I do fear if you just travel around, with your partner, you will be inclined to speak english with them - rather than if you find a place to stop and get involved in the spanish-speaking community. If you travel around, as far as being able to practice your spanish goes, your conversations may be limited to conversations in shops, when you are out at night at a bar, buying a bus ticket etc - all very helpful, but you can still avoid speaking too much spanish if you're not in the mood. From my own experience, that does happen - the initial enthusiasm can become a bit jaded after a while and you can mentally "drop out" if given an option. 

Finding something that gives you a "hook" into a community could be the go - a situation where you are forced to interact constantly would be my recommendation. Perhaps a community-based project that you could get involved in, where people are speaking spanish all day around you and with you...? Perhaps not that exactly, but you get the idea. Something where you have a driver to speak the language every day, and are also able to learn from others speaking spanish around you.

Again from my own experience if there are english speakers on your language course you tend to revert back to english with them - which doesn't help with your practice. Of course, if you want to get your head around the grammar and take your spanish up a level, a course is invaluable for this.

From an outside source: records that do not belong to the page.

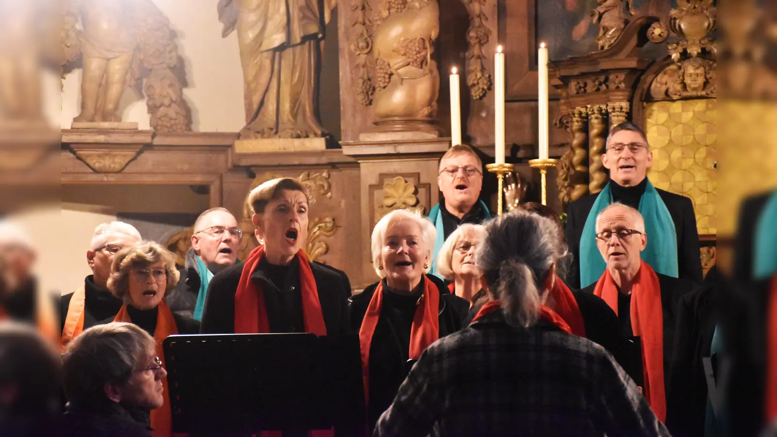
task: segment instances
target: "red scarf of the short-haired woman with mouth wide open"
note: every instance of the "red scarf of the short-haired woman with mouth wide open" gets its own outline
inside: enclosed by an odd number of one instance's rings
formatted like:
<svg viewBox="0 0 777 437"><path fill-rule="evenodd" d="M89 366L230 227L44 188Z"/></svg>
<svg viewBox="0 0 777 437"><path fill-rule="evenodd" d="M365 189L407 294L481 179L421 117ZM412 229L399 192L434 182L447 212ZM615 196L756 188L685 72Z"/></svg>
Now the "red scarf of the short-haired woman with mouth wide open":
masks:
<svg viewBox="0 0 777 437"><path fill-rule="evenodd" d="M264 256L264 245L252 250L243 264L237 292L235 292L235 334L269 334L270 322L267 320L267 307L264 302L264 290L258 281L252 281L251 275ZM302 318L305 320L305 332L319 336L326 335L326 323L321 312L319 290L315 286L310 261L302 250L297 252L299 262L299 284L302 295ZM293 262L293 261L292 261ZM263 431L260 437L280 437L280 431ZM308 432L310 437L332 437L332 429Z"/></svg>

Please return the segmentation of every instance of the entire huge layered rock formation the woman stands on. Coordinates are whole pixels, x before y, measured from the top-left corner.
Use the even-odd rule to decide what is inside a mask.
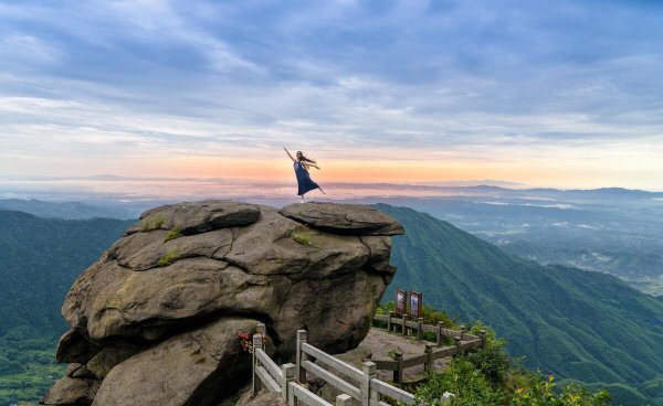
[[[239,332],[267,328],[290,360],[295,331],[329,352],[359,344],[396,269],[393,218],[365,205],[281,211],[230,201],[150,210],[72,286],[66,376],[48,405],[217,405],[250,377]]]

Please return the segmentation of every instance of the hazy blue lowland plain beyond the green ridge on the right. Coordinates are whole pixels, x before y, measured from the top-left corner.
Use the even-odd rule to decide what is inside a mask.
[[[614,275],[663,296],[663,200],[660,193],[472,189],[441,197],[369,197],[429,213],[502,249],[540,264]]]

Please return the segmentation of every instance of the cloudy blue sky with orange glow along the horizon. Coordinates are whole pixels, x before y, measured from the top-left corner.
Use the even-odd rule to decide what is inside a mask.
[[[2,1],[0,177],[663,186],[663,1]]]

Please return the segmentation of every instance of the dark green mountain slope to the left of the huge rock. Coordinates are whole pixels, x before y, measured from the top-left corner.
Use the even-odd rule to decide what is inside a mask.
[[[38,330],[49,328],[54,334],[62,333],[64,321],[57,300],[64,297],[77,273],[92,264],[129,223],[112,218],[44,218],[0,210],[0,278],[9,287],[8,295],[0,297],[2,336],[11,328],[24,325],[21,319],[30,319],[29,324]],[[21,297],[21,292],[29,293],[31,300]],[[23,307],[12,298],[21,299]],[[34,306],[40,301],[42,309]]]

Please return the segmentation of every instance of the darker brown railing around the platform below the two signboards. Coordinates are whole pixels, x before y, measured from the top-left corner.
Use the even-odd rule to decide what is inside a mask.
[[[423,364],[424,370],[428,370],[435,360],[462,354],[466,350],[482,348],[486,342],[484,330],[481,330],[478,335],[473,335],[469,334],[463,325],[461,325],[460,331],[455,331],[445,329],[442,322],[438,322],[438,325],[424,324],[423,318],[409,320],[407,314],[397,317],[393,312],[376,314],[373,320],[387,322],[389,332],[400,331],[402,335],[414,335],[418,340],[423,340],[427,332],[435,334],[434,346],[433,344],[425,344],[423,354],[403,356],[402,352],[396,351],[393,360],[373,360],[378,370],[393,371],[393,382],[397,384],[402,384],[403,370],[406,368]],[[444,336],[453,338],[454,345],[444,346]]]

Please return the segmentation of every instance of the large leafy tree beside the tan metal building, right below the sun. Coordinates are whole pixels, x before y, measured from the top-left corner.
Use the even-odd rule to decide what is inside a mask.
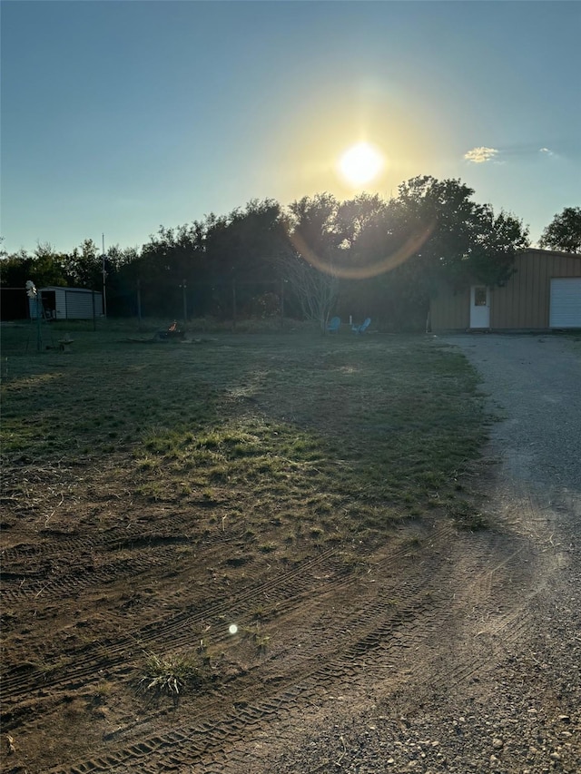
[[[423,176],[402,183],[389,202],[371,208],[367,201],[369,217],[345,253],[341,309],[419,328],[440,283],[505,281],[527,246],[527,229],[514,215],[473,201],[473,193],[461,181]]]

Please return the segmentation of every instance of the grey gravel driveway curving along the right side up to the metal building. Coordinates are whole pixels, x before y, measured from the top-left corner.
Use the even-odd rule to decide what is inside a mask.
[[[449,544],[452,614],[391,681],[369,674],[367,700],[339,701],[251,772],[581,772],[581,340],[434,341],[465,353],[500,420],[483,459],[490,529]]]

I think if you can conquer andalucian spanish you will be able to do the lot - the Jordie analogy sounds about right! Nevertheless I wouldn't write it off on that basis - it's not another language such as catalan or basque, just a pretty full-on accent (relatively speaking to my ear, no offence to the jordies ). I think once your ear is tuned in you'd be right - plus you would hear other accents on television etc to balance things out.

All the best and I will be interested to hear how you fare!

Jockm


----------